You are viewing a plain text version of this content. The canonical link for it is here.
Posted to issues@spark.apache.org by "Nicholas Chammas (Jira)" <ji...@apache.org> on 2022/04/26 15:45:00 UTC

[jira] [Comment Edited] (SPARK-37222) Max iterations reached in Operator Optimization w/left_anti or left_semi join and nested structures

    [ https://issues.apache.org/jira/browse/SPARK-37222?page=com.atlassian.jira.plugin.system.issuetabpanels:comment-tabpanel&focusedCommentId=17528233#comment-17528233 ] 

Nicholas Chammas edited comment on SPARK-37222 at 4/26/22 3:44 PM:
-------------------------------------------------------------------

I've found a helpful log setting that causes Spark to print out detailed information about how exactly a plan is transformed during optimization:
{code:java}
spark.conf.set("spark.sql.planChangeLog.level", "warn") {code}
Here's the log generated by enabling this setting and running Shawn's example: [^plan-log.log]

To confirm what Shawn noted in his comment above, it looks like the chain of events that results in a loop is as follows:
 # ColumnPruning
 # FoldablePropagation _<loop starts here>_
 # RemoveNoopOperators
 # PushDownLeftSemiAntiJoin
 # ColumnPruning
 # CollapseProject
 # _<back to the start of the loop with FoldablePropagation>_

What seems to be the problem is that ColumnPruning inserts some Project operators which are then removed successively by CollapseProject, RemoveNoopOperators, and PushDownLeftSemiAntiJoin.
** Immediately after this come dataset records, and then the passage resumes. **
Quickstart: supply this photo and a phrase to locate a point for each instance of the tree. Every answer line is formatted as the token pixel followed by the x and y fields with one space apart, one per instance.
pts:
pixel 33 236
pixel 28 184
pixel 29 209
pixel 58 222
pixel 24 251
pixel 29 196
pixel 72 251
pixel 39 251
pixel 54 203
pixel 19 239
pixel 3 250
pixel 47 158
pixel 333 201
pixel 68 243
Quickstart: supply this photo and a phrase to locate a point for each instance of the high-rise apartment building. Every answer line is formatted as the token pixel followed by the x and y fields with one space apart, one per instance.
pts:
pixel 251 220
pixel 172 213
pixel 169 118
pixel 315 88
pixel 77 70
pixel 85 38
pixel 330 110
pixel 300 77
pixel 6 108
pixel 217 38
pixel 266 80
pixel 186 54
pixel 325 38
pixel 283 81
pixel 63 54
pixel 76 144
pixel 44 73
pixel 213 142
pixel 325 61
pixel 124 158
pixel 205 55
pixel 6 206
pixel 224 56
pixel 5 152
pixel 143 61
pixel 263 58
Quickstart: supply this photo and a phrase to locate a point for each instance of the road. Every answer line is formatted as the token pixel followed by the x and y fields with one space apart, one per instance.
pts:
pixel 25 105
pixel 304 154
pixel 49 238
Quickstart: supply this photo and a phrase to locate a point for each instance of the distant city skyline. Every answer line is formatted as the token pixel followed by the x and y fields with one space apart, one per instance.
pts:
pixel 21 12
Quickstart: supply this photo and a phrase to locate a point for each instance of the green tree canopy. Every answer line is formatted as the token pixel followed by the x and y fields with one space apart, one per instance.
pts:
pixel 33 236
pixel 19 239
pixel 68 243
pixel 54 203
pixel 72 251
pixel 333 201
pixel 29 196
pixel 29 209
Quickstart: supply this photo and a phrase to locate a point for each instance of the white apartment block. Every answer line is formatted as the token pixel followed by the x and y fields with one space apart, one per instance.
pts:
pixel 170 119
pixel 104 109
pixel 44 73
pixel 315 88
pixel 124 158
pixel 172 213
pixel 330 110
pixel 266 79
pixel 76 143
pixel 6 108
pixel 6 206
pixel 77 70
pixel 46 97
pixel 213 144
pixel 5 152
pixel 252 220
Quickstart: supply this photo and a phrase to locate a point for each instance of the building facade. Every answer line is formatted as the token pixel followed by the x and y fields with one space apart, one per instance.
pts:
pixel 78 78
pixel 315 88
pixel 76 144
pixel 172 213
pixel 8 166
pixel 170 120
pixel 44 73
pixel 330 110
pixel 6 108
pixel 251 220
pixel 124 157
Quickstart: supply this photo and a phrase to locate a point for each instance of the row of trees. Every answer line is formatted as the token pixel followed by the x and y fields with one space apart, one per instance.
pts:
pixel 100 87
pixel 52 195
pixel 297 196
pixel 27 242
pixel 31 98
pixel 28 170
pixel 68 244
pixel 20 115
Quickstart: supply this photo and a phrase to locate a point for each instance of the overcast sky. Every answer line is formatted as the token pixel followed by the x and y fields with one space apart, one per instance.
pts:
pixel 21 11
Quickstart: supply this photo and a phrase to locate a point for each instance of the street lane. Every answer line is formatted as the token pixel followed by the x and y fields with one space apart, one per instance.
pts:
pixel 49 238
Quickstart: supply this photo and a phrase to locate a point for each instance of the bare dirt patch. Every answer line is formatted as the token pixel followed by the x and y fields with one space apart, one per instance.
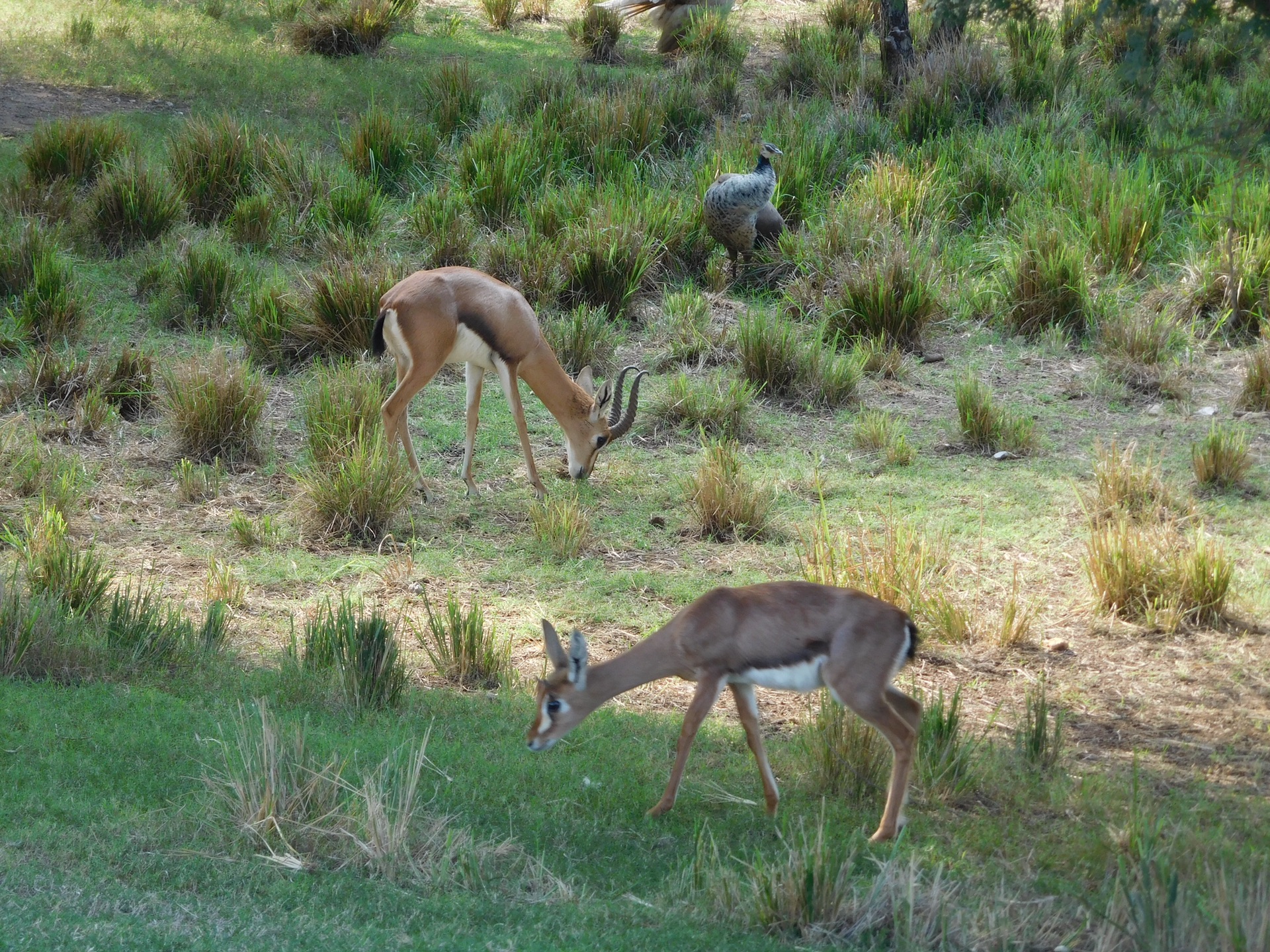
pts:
pixel 24 104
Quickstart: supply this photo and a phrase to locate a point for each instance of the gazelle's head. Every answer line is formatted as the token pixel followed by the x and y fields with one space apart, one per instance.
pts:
pixel 558 695
pixel 600 423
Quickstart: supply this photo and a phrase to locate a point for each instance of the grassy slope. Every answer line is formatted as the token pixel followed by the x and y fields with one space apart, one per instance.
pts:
pixel 103 840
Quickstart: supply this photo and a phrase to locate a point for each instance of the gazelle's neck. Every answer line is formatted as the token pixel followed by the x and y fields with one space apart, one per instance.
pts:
pixel 654 658
pixel 553 386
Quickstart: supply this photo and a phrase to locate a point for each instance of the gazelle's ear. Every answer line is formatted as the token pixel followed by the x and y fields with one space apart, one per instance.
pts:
pixel 552 643
pixel 603 399
pixel 578 660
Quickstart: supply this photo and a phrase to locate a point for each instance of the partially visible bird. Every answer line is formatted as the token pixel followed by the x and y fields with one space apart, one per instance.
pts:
pixel 740 210
pixel 669 16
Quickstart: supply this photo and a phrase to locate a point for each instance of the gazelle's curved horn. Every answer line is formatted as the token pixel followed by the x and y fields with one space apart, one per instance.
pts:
pixel 615 412
pixel 629 416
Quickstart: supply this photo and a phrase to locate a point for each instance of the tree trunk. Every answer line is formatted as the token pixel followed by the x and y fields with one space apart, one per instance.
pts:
pixel 896 38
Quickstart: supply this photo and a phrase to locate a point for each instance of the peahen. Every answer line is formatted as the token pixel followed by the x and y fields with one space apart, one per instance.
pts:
pixel 740 210
pixel 669 16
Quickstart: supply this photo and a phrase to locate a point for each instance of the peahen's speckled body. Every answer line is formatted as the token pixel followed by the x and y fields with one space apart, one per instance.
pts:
pixel 734 205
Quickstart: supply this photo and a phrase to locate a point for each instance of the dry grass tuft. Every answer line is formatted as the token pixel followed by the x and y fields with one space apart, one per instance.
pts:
pixel 1126 487
pixel 1158 575
pixel 1221 460
pixel 359 27
pixel 212 405
pixel 562 526
pixel 1255 390
pixel 724 499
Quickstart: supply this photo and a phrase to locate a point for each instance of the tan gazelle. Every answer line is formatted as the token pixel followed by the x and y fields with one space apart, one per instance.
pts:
pixel 459 315
pixel 784 635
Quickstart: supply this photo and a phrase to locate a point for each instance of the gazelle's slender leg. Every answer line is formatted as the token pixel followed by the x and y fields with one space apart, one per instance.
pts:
pixel 900 733
pixel 476 377
pixel 507 377
pixel 748 710
pixel 396 416
pixel 708 692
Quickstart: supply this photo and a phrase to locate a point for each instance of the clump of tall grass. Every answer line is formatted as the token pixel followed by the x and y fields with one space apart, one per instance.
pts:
pixel 455 95
pixel 464 649
pixel 343 305
pixel 716 405
pixel 988 426
pixel 352 207
pixel 582 337
pixel 1221 459
pixel 360 494
pixel 384 146
pixel 1255 389
pixel 1039 733
pixel 1154 573
pixel 212 405
pixel 883 433
pixel 949 85
pixel 847 756
pixel 595 34
pixel 202 287
pixel 254 220
pixel 360 647
pixel 341 405
pixel 349 27
pixel 143 629
pixel 691 335
pixel 77 149
pixel 890 300
pixel 1047 286
pixel 499 13
pixel 267 321
pixel 55 567
pixel 562 526
pixel 726 500
pixel 1126 487
pixel 606 263
pixel 50 307
pixel 212 161
pixel 495 167
pixel 132 205
pixel 945 754
pixel 897 563
pixel 197 481
pixel 441 219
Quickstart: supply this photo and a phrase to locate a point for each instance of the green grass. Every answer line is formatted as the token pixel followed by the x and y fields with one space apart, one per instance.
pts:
pixel 582 187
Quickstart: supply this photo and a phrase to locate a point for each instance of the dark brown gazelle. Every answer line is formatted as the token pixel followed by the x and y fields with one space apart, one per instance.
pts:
pixel 460 315
pixel 783 635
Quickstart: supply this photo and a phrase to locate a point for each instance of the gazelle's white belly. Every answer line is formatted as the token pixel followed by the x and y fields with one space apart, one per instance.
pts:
pixel 469 348
pixel 803 677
These rules go back and forth, undoing each other's work, until {{spark.sql.optimizer.maxIterations}} is exhausted.


was (Author: nchammas):
I've found a helpful log setting that causes Spark to print out detailed information about how exactly a plan is transformed during optimization:
{code:java}
spark.conf.set("spark.sql.planChangeLog.level", "warn") {code}
Here's the log generated by enabling this setting and running Shawn's example: [^plan-log.log]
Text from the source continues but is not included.